Amid growing concerns, the NNPC recently increased the pump price of petrol to ₦1,030 per litre. Since then, queues have reappeared at filling stations, with some stations charging as much as ₦1,300 per litre. This has sparked frustration among marketers and consumers alike.
IPMAN’s Call for Competition
In response, IPMAN National Publicity Secretary Chinedu Ukadike urged the NNPC to resume operations at its refineries, particularly the Port Harcourt refinery, to create competition and bring down petrol prices. Ukadike argued that completing the NNPC refineries would allow marketers to purchase fuel at more competitive rates and break Dangote’s pricing dominance.
“The NNPC should rise to crash the pump price of petrol if the Dangote price is too high,” Ukadike said. He noted that Dangote’s prices are influenced by global crude oil rates, but suggested that the NNPC could sell petrol at ₦750 per litre if its refineries become operational.
Ukadike lamented the repeated delays in restarting the Port Harcourt refinery, despite seven postponements, and stressed that revamping NNPC refineries would ease fuel distribution nationwide. He revealed that IPMAN had already acquired a tank farm in Calabar and planned to expand its distribution infrastructure to ensure fuel availability across the country.
Impact of Pricing and Supply
IPMAN has expressed concerns about the chaotic fuel supply system, particularly with Dangote’s fuel not yet in wide circulation. The association, which controls over 70% of Nigeria’s filling stations, had earlier threatened to halt operations due to the high cost of petrol sold by the NNPC to independent marketers. The cost of petrol from Dangote’s refinery to the NNPC was reported to be around ₦898 per litre, but the NNPC was selling it to marketers at ₦1,010 per litre in Lagos.
The association’s dissatisfaction has raised fears of further fuel shortages and longer queues at petrol stations, as the price hike continues to affect both marketers and consumers.
Federal Government’s Response
On Friday, the Federal Government confirmed that the NNPC would no longer be the sole distributor of Dangote’s fuel, allowing marketers to engage in direct transactions with local refineries.

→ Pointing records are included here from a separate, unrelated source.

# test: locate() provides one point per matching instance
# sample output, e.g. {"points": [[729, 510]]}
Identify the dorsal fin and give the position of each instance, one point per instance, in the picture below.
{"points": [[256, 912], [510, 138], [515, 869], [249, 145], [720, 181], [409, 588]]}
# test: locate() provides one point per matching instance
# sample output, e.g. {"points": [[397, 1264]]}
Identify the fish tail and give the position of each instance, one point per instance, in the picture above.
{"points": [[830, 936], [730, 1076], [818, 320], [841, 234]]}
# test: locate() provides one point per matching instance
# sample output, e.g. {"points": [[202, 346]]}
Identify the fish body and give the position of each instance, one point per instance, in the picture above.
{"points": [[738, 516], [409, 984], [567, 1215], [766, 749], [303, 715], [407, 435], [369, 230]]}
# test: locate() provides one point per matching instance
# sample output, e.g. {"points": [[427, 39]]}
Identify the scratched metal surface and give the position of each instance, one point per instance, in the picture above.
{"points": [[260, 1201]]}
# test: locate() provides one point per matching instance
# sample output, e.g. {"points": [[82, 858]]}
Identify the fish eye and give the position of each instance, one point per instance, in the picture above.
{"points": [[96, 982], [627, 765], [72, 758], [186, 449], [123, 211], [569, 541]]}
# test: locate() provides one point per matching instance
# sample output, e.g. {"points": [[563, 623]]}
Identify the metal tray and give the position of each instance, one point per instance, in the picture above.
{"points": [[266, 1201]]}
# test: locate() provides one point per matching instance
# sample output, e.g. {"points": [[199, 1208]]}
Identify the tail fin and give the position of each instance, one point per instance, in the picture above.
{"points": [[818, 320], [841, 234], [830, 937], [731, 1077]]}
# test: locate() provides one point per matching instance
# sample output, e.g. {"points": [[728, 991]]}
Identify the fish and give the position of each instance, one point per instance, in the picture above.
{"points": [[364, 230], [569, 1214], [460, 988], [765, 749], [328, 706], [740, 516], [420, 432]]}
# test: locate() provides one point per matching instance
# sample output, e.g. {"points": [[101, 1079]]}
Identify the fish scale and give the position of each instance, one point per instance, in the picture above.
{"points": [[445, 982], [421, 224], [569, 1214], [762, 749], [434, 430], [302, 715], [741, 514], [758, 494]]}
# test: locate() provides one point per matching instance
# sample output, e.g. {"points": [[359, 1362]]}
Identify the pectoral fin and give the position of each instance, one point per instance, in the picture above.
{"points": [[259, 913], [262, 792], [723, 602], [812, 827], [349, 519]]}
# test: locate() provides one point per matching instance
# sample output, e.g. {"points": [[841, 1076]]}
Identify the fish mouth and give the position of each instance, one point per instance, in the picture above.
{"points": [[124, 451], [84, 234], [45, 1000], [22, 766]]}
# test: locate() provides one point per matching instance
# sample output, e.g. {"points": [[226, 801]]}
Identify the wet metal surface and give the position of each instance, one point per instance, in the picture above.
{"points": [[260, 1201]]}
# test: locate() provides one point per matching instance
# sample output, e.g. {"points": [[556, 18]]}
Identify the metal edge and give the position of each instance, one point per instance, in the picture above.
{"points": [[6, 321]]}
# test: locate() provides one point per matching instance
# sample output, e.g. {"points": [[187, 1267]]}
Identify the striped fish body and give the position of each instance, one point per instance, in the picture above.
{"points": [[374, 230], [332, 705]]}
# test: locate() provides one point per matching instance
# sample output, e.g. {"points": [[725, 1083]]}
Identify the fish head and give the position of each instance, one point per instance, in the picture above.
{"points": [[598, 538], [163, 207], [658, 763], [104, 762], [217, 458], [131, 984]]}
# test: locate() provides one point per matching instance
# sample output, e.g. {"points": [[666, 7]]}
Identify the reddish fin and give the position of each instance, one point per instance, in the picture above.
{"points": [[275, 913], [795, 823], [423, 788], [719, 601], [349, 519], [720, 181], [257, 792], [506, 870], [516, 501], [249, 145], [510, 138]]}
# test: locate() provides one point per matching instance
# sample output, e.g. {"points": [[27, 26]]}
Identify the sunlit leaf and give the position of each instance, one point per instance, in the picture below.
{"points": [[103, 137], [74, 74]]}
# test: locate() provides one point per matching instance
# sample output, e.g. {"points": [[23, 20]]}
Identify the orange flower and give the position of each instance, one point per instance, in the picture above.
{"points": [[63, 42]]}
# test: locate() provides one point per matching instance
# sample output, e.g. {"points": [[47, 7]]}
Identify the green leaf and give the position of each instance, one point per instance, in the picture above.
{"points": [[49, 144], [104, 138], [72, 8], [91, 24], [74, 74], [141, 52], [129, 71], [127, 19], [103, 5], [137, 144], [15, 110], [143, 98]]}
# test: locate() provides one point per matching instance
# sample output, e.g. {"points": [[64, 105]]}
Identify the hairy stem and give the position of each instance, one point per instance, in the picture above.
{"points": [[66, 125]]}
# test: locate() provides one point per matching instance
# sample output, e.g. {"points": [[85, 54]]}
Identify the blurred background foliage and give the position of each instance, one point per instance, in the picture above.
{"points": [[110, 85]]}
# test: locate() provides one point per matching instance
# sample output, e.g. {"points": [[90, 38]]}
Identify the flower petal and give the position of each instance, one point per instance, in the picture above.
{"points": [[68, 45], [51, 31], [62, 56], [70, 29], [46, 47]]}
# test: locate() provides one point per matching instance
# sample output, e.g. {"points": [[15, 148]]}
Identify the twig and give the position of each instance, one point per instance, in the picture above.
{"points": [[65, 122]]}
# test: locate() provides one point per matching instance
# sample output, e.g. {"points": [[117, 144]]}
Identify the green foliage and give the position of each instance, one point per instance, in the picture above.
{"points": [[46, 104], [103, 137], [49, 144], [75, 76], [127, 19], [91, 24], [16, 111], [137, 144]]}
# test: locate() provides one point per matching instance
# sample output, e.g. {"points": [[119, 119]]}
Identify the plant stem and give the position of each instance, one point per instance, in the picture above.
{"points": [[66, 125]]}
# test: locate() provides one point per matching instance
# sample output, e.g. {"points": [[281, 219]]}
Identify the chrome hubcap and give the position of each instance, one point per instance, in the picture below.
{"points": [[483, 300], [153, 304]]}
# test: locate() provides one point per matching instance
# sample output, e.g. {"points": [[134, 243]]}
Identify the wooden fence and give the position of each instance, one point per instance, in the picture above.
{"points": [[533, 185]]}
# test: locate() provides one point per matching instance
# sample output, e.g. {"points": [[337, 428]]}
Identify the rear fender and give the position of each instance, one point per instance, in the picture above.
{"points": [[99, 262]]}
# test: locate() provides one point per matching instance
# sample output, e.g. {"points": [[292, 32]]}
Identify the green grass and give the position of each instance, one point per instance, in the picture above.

Wale Edun, Minister of Finance and chairman of the naira-for-crude sale implementation committee, announced that this change would promote competition and enhance market efficiency.
“The committee is pleased to report a successful transition of operations,” Edun said, adding that this shift would facilitate a fully deregulated petroleum market and improve the availability of locally refined products.
The Way Forward
Ukadike emphasized that the Federal Government must hold ongoing discussions with all industry stakeholders to address pricing and supply issues. He urged the government to ensure that all NNPC refineries are fully operational to create a more competitive market and relieve pressure on Dangote.
“The Federal Government can start selling its fuel at ₦750 in Port Harcourt refinery. We marketers will go and buy and sell to our customers at reasonable prices,” Ukadike added. He stressed that a fully functioning Port Harcourt, Warri, and Kaduna refinery would provide alternatives to Dangote, balancing the market and benefiting Nigerian consumers.